Arun Jaitley justifies Jaswant’s expulsion

August 20, 2009 09:02 pm | Updated December 04, 2021 10:48 pm IST - NEW DELHI

The expelled Bharatiya Janata Party leader, Jaswant Singh, on Thursday lashed out at his former party for its so-called “core belief,” questioning its fondness for India’s first Home Minister Sardar Vallabhbhai Patel; he reminded the BJP that it was Patel who banned the Rashtriya Swayamsevak Sangh soon after Mahatma Gandhi’s assassination.

Even as the Leader of the Opposition in the Rajya Sabha, Arun Jaitley, in Shimla, attacked Mr. Singh for writing and expounding views on Pakistan founder Mohammad Ali Jinnah and Iron Man Patel that went against the party’s “core beliefs,” set out in a party resolution dated June 10, 2005 (adopted in the wake of L.K. Advani’s ‘Jinnah is secular’ formulation during a visit to Pakistan), Mr. Singh met him swiftly in a long-distance verbal duel: point against counter-point, argument against counter-argument.

Mr. Singh was especially critical of the Gujarat government’s ban on his book Jinnah: India-Partition- Independence, which reappraises the roles played by Jinnah, Jawaharlal Nehru and Sardar Patel in Partition. “You stop people from thinking, you ban books … politics will become hollow ... you will be trapped in a dark alley.”

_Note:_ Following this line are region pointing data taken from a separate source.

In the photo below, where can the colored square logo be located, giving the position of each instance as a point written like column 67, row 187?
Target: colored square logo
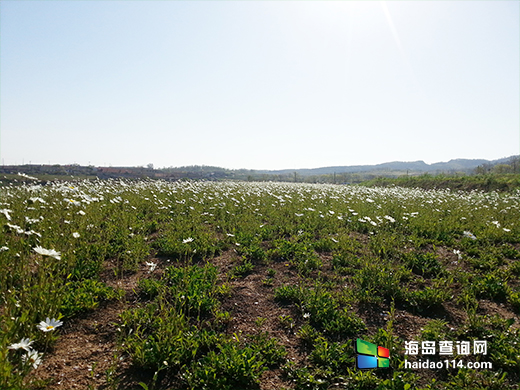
column 370, row 356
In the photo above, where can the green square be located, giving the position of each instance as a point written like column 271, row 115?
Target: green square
column 383, row 362
column 365, row 347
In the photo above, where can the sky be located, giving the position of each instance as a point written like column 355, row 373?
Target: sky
column 258, row 84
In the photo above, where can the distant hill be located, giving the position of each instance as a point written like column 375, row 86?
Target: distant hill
column 336, row 174
column 458, row 165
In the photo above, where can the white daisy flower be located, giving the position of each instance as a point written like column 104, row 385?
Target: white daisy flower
column 48, row 252
column 6, row 213
column 469, row 235
column 33, row 357
column 151, row 266
column 48, row 324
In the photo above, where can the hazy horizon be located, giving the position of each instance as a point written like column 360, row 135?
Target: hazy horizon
column 258, row 85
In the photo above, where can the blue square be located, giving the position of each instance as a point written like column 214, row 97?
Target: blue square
column 364, row 361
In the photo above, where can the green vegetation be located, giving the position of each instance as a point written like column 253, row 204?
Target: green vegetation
column 232, row 282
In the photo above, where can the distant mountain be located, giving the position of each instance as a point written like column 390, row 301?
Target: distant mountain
column 412, row 166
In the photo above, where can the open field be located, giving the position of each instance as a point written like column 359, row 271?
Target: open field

He said: “I don’t know which part of the belief in Patel I have demolished. It was Patel who banned the RSS. What is this core belief about? There are only eight references to Patel in my book. The book was launched on Monday evening and I was expelled on Wednesday morning. BJP leaders must have done some very rapid reading.”

Mr. Singh said he had twice put off the book’s launch on the request of the party. Party leaders and those in the RSS knew he was writing the book.

In the morning, Mr. Jaitley said: “No political party can allow any member, let alone a frontline leader, to write or express views against the core ideology of the party. If any member wants to say something or express his views against the party’s ideology, he should stand outside the party” and then have his say. It was not a question of writing “a book” but writing a book that went against the basic beliefs of the party.

Mr. Jaitley referred to the June 10, 2005 party resolution rejecting the two-nation theory championed by Jinnah and said it led to a communal agitation in which thousands of innocent people lost their lives. Mr. Jaitley said Mr. Singh was bound by that resolution and could not and should not have gone against it.

However, in the evening, Mr. Singh dismissed what he described as a “lawyer’s contention.” “I don’t have to explain my conduct… I never subscribed to that resolution, which was not a resolution but a statement.” At that time, he took a stand against the treatment meted out to Mr. Advani (who was forced to quit as party president). “I stood up for Advaniji’s right to say what he did.”

Was he saddened that Mr. Advani and his supporters in the party’s Parliamentary Board had not stood by him? Mr. Jaswant’s answer was: “No. My grandfather had told me never remember a favour you have done and never forget a favour done to you.”